Conakry, 26 juin 2026 – À l’occasion de la Journée internationale des Nations Unies pour le soutien aux victimes de la torture, le ministère de la Justice et des Droits de l’Homme a organisé une cérémonie de commémoration réunissant plusieurs officiers de police judiciaire, des gendarmes, des policiers, les chefs des parquets d’instance de la zone spéciale de Conakry, ainsi que des représentants de la société civile et du Haut-Commissariat des Nations Unies aux droits de l’homme (HCDH) en Guinée.

Présidant la rencontre au nom du Garde des Sceaux, Madame Irène Marie Hadjimalis, Secrétaire générale du ministère de la Justice et des Droits de l’Homme, a rappelé que la torture demeure l’une des violations les plus graves des droits humains, soulignant qu’elle est interdite de manière absolue par le droit international et par la Constitution guinéenne.

Dans son allocution, elle a indiqué que cette journée constitue un moment de solidarité envers toutes les victimes de la torture à travers le monde et une occasion de réaffirmer l’engagement de la Guinée en faveur de la dignité humaine, de la justice et de l’État de droit.
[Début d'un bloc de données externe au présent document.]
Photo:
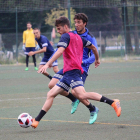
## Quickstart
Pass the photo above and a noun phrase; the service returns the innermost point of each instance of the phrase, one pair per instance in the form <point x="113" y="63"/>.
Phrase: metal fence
<point x="114" y="23"/>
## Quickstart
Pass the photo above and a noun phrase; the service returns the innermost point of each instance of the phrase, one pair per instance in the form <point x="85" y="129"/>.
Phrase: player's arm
<point x="62" y="45"/>
<point x="39" y="51"/>
<point x="89" y="45"/>
<point x="91" y="58"/>
<point x="57" y="54"/>
<point x="94" y="50"/>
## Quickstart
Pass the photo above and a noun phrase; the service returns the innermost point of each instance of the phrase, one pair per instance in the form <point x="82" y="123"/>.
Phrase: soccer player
<point x="47" y="49"/>
<point x="81" y="20"/>
<point x="71" y="46"/>
<point x="29" y="44"/>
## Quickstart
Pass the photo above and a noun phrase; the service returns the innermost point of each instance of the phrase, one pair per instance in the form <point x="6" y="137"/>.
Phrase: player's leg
<point x="45" y="73"/>
<point x="55" y="66"/>
<point x="91" y="107"/>
<point x="42" y="63"/>
<point x="33" y="56"/>
<point x="47" y="105"/>
<point x="81" y="94"/>
<point x="27" y="50"/>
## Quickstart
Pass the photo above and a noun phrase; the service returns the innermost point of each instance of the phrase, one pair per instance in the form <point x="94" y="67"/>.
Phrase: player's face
<point x="29" y="26"/>
<point x="37" y="34"/>
<point x="61" y="29"/>
<point x="80" y="26"/>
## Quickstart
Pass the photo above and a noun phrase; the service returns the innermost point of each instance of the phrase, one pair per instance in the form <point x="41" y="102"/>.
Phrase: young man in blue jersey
<point x="47" y="49"/>
<point x="81" y="20"/>
<point x="71" y="46"/>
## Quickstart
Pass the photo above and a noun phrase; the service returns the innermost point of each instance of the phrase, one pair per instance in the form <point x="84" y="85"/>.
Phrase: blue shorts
<point x="71" y="79"/>
<point x="59" y="75"/>
<point x="45" y="60"/>
<point x="28" y="49"/>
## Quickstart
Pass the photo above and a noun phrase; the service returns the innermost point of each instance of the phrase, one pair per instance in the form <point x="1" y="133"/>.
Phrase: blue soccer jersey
<point x="88" y="56"/>
<point x="44" y="42"/>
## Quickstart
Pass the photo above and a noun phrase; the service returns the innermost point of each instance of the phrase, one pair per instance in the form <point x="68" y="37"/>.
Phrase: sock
<point x="34" y="60"/>
<point x="49" y="76"/>
<point x="27" y="59"/>
<point x="40" y="115"/>
<point x="106" y="100"/>
<point x="91" y="107"/>
<point x="71" y="97"/>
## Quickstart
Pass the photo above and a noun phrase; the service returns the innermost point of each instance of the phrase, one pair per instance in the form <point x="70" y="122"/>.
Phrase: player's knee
<point x="55" y="69"/>
<point x="49" y="95"/>
<point x="50" y="85"/>
<point x="81" y="96"/>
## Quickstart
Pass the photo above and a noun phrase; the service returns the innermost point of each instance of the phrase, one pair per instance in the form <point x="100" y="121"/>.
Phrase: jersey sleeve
<point x="86" y="43"/>
<point x="24" y="37"/>
<point x="64" y="41"/>
<point x="45" y="42"/>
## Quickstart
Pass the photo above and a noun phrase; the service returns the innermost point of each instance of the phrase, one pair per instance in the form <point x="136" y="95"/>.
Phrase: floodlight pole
<point x="16" y="35"/>
<point x="69" y="12"/>
<point x="125" y="31"/>
<point x="100" y="37"/>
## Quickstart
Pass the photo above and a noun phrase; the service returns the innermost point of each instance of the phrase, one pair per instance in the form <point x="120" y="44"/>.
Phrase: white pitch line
<point x="18" y="99"/>
<point x="25" y="99"/>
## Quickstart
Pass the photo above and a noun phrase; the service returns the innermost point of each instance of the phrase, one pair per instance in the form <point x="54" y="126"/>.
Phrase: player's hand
<point x="51" y="43"/>
<point x="43" y="69"/>
<point x="37" y="47"/>
<point x="31" y="53"/>
<point x="97" y="63"/>
<point x="23" y="47"/>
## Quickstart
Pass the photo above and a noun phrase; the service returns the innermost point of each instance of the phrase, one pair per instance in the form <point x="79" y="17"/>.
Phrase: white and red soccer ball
<point x="25" y="120"/>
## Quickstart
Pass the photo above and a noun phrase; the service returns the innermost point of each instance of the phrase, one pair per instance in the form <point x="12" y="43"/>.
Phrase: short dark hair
<point x="62" y="21"/>
<point x="81" y="16"/>
<point x="28" y="22"/>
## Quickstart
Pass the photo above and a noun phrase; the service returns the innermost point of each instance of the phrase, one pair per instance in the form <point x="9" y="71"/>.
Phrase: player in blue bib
<point x="47" y="49"/>
<point x="88" y="59"/>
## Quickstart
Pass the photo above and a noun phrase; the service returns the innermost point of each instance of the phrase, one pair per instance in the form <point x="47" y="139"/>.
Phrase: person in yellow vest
<point x="29" y="44"/>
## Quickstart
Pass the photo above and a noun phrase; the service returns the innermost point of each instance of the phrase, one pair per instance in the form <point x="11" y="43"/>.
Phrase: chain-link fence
<point x="114" y="23"/>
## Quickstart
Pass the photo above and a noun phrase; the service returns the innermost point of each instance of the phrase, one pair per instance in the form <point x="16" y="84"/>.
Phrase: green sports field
<point x="25" y="91"/>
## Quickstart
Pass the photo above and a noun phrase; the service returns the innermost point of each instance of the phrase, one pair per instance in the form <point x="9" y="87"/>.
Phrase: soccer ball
<point x="24" y="120"/>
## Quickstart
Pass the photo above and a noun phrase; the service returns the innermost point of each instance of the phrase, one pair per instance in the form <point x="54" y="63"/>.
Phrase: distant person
<point x="47" y="49"/>
<point x="29" y="44"/>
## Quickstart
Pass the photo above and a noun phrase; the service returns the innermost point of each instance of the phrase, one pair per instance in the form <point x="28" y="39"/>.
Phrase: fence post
<point x="100" y="36"/>
<point x="69" y="12"/>
<point x="125" y="32"/>
<point x="16" y="35"/>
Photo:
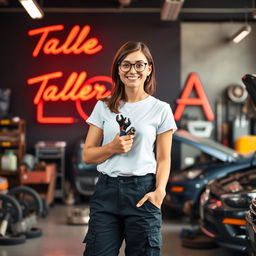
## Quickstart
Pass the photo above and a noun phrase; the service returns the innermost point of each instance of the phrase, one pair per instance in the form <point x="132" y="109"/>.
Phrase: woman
<point x="131" y="187"/>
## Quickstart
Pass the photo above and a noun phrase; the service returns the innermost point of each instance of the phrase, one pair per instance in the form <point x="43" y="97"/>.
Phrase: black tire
<point x="12" y="240"/>
<point x="198" y="240"/>
<point x="29" y="200"/>
<point x="10" y="206"/>
<point x="46" y="208"/>
<point x="34" y="233"/>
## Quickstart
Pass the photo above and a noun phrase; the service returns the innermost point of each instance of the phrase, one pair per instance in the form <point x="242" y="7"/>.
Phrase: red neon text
<point x="184" y="100"/>
<point x="75" y="42"/>
<point x="76" y="88"/>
La Secrétaire générale a insisté sur le fait que la torture ne peut être justifiée en aucune circonstance, rappelant qu’elle vise à détruire l’intégrité physique, psychique et morale des victimes. Elle a également attiré l’attention sur la situation particulière des femmes et des filles, davantage exposées aux violences et aux traitements inhumains, appelant à intégrer cette dimension dans les politiques publiques de prévention, de protection et de réparation.

Évoquant les avancées réalisées par la République de Guinée, Madame Hadjimalis a mis en avant la ratification de la Convention des Nations Unies contre la torture, la criminalisation de cette infraction dans le Code pénal, le renforcement de la formation des magistrats et des forces de défense et de sécurité en matière de droits de l’homme, ainsi que le développement de la coopération avec les partenaires techniques et les organisations de la société civile.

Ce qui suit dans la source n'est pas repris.